Cursed Incrementalism
Short planning windows do little to instill broad understanding of market and technology dynamics. Boldness in the march for quarterly figures is usually not much more than trimmed staffing and expenses and restructuring. Operationally, most decisions center on process tweaking. Little initiatives yielding little successes are habit-forming, but continuously pursuing little gains can sometimes over- look larger fundamentals.

Markets change profoundly when a new player captures the market with significantly better and/or cheaper product. Sometimes economies just go sour for a while. At that point there is a tendency to copy competition. Imitation may be flattery, but it is not the same as understanding. The likely risk is that tweaking and reacting chase local optimums at the expense of global ones.

Go Not Lightly
Entering new markets, particularly in wholly new geographic regions, does not lend itself to timidity. Weak efforts fail, but not before money is spent. Serious ventures deserve the foresight and planning to understand the prerequisites to success. Particularly in the framework of business partnerships where extensive investment human and capital resources is involved, a visible resolve to succeed together does much to support a continuing relationship. The strength of a partnership is as evident in the marketplace as it is among its employees. As with any competitive business, continued success hinges upon the strength of every individual in its workforce. People are the central resource, and education plays a central role in preparing them.

Ideal Constraints
Global ventures and distance education go hand-in-hand. Integrated global operation is dependent upon the ability to communicate and work effectively at distance and across boundaries.
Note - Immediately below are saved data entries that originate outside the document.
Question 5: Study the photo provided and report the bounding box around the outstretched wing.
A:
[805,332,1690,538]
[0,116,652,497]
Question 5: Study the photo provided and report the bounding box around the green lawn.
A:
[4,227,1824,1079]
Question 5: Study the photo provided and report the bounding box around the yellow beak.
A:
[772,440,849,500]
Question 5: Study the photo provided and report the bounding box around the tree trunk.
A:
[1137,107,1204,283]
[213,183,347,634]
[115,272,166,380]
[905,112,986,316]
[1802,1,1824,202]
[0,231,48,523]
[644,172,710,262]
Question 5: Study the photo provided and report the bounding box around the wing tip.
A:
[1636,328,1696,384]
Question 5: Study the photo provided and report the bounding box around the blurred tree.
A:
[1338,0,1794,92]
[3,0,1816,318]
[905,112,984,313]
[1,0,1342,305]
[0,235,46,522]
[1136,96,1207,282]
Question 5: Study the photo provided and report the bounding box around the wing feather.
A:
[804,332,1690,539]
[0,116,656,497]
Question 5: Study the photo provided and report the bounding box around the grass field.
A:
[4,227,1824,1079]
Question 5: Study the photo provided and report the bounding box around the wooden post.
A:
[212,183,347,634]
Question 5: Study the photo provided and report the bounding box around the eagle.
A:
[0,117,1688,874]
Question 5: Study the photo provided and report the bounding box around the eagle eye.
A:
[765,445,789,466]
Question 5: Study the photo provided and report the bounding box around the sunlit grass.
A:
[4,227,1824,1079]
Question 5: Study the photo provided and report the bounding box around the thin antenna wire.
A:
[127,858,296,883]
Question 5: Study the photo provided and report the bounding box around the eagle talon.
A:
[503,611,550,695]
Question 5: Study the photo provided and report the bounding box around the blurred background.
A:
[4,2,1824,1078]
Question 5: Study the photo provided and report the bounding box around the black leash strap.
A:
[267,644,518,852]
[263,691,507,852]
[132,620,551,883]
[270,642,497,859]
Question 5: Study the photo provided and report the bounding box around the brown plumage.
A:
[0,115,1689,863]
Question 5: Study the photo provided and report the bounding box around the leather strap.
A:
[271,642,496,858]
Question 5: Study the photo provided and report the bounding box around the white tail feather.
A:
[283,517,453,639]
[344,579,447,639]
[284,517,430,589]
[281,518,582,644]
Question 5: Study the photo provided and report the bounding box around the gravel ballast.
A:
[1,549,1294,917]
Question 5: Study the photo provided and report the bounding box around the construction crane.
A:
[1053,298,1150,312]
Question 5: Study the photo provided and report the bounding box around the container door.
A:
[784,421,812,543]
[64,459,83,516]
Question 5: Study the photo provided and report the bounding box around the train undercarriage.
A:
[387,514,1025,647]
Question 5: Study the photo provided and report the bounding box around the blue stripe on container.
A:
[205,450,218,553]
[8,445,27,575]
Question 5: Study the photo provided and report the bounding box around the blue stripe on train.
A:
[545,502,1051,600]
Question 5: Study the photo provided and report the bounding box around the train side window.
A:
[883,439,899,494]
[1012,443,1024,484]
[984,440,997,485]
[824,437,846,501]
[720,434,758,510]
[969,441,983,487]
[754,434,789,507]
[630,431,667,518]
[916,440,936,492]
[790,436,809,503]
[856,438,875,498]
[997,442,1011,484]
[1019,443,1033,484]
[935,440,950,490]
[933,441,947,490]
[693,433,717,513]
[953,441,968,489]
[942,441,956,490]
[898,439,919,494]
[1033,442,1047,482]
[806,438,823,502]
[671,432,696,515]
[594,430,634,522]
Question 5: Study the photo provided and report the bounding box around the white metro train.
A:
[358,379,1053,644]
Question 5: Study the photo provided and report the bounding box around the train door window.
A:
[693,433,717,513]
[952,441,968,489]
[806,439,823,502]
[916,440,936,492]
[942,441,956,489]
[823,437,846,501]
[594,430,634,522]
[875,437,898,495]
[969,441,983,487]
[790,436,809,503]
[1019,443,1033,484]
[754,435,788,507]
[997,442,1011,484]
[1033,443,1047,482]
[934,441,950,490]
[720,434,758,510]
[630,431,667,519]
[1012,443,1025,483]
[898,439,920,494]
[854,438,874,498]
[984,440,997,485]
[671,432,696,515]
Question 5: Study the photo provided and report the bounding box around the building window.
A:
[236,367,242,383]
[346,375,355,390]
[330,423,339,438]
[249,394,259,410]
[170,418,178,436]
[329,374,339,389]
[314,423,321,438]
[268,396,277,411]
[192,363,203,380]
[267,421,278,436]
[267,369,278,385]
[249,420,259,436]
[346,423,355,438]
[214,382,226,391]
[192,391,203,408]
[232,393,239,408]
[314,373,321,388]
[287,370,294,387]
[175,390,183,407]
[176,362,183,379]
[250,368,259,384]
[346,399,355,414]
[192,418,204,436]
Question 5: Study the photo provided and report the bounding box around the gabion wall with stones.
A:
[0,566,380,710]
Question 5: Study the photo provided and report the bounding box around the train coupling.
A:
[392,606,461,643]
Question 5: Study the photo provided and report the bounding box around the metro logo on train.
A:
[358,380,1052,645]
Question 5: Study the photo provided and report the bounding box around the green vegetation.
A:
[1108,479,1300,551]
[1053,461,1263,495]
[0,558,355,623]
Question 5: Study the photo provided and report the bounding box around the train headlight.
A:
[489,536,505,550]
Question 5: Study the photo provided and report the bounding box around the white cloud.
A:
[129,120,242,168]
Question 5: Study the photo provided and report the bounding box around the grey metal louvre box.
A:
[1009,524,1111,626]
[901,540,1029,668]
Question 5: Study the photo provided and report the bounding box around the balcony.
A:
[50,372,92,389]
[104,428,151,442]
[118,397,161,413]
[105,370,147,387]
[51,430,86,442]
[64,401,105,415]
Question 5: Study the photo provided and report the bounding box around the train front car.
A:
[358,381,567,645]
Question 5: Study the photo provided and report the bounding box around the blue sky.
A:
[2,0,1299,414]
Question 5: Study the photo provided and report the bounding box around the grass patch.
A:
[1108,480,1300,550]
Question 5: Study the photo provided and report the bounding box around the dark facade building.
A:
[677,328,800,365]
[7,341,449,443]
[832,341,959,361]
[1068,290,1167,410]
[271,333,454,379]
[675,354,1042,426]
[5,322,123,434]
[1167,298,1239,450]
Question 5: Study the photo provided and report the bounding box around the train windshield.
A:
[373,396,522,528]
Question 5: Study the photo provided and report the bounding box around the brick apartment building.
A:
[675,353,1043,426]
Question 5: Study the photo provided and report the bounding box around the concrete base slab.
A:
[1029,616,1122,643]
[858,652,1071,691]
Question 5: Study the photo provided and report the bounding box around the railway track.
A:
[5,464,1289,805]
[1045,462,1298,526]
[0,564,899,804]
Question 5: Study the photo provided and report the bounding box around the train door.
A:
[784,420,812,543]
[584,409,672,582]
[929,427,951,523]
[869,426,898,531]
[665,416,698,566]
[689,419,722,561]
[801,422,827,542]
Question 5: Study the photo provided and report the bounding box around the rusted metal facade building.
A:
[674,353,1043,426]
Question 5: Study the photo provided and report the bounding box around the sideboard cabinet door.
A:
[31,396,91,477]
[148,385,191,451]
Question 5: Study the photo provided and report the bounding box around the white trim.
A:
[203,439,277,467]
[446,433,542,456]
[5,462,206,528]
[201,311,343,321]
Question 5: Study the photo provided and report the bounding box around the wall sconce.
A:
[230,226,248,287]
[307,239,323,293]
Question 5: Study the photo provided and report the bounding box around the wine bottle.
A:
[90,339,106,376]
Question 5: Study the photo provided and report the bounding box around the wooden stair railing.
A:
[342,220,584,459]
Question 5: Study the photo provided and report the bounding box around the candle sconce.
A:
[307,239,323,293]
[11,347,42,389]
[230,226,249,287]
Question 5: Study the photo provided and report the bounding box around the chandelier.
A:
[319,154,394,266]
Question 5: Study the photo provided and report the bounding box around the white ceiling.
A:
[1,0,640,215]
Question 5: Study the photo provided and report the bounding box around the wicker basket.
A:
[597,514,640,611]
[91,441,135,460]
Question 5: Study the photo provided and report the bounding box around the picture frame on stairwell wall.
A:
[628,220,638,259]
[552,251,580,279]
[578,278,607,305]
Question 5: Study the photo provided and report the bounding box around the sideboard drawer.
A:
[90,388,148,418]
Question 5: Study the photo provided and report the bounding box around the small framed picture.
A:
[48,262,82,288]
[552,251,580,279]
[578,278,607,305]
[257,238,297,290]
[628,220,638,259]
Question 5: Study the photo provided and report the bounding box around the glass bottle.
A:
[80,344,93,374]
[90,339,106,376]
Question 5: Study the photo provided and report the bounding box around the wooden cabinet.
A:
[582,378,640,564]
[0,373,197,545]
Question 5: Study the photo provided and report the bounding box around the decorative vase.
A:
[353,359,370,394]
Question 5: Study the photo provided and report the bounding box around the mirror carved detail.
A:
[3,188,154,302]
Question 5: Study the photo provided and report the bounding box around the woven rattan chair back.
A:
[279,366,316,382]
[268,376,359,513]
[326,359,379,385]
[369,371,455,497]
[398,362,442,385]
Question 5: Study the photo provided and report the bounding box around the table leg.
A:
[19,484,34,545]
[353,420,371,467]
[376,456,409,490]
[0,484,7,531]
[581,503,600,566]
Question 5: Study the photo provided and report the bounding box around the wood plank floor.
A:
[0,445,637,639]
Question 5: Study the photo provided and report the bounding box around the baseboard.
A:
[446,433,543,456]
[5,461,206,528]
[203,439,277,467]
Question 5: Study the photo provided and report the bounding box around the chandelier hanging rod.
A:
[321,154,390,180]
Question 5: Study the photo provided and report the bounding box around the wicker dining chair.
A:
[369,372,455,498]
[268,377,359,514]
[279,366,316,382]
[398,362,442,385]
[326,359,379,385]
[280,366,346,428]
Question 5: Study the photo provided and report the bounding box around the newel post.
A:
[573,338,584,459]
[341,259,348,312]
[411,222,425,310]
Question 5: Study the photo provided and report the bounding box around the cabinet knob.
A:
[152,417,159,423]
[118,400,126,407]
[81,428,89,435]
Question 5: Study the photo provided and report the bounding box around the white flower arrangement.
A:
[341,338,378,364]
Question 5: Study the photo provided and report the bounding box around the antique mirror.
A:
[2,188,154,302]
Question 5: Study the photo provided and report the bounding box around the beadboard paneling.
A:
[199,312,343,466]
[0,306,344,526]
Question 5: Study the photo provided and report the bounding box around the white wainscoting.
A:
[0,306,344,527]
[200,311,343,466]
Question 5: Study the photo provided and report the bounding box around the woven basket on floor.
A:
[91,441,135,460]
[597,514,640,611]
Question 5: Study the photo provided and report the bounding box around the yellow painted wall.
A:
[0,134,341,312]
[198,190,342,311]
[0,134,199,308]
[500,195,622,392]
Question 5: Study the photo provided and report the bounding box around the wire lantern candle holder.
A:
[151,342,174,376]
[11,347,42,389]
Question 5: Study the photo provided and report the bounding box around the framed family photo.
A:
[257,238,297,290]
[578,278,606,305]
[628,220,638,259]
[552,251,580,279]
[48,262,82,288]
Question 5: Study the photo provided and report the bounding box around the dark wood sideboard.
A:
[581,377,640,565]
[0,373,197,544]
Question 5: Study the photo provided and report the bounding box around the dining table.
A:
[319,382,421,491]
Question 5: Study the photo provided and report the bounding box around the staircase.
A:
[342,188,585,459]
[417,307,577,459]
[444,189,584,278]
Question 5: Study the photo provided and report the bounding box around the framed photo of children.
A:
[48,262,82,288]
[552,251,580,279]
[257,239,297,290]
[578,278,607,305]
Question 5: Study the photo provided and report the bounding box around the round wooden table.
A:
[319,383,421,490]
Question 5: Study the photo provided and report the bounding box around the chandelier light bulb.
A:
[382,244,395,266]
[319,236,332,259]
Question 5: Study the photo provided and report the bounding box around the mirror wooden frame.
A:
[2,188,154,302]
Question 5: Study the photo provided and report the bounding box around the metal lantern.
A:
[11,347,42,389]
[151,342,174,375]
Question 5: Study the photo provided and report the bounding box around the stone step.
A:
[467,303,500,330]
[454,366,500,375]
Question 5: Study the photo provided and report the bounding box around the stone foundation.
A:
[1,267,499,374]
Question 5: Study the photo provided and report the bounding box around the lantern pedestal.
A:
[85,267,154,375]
One might take a look-ahead perspective and postulate what tools and methods will evolve from current technologies and practices in business and education. This scenario should work for the near term, but such forecasting may be a distraction.

A more interesting consideration is to assume that technology will serve all future communications needs-whether strategy and operations, or teaching and learning. Now one can get past evolutionary details and ponder ideal structures for global business, virtual enterprise, and education. This may mean looking way ahead, but it does center thought on what is desired rather than on what is possible. What needs exist for education?

If you are planning for one year, grow rice.
If you are planning for 20 years, grow trees.
If you are planning for centuries, grow men.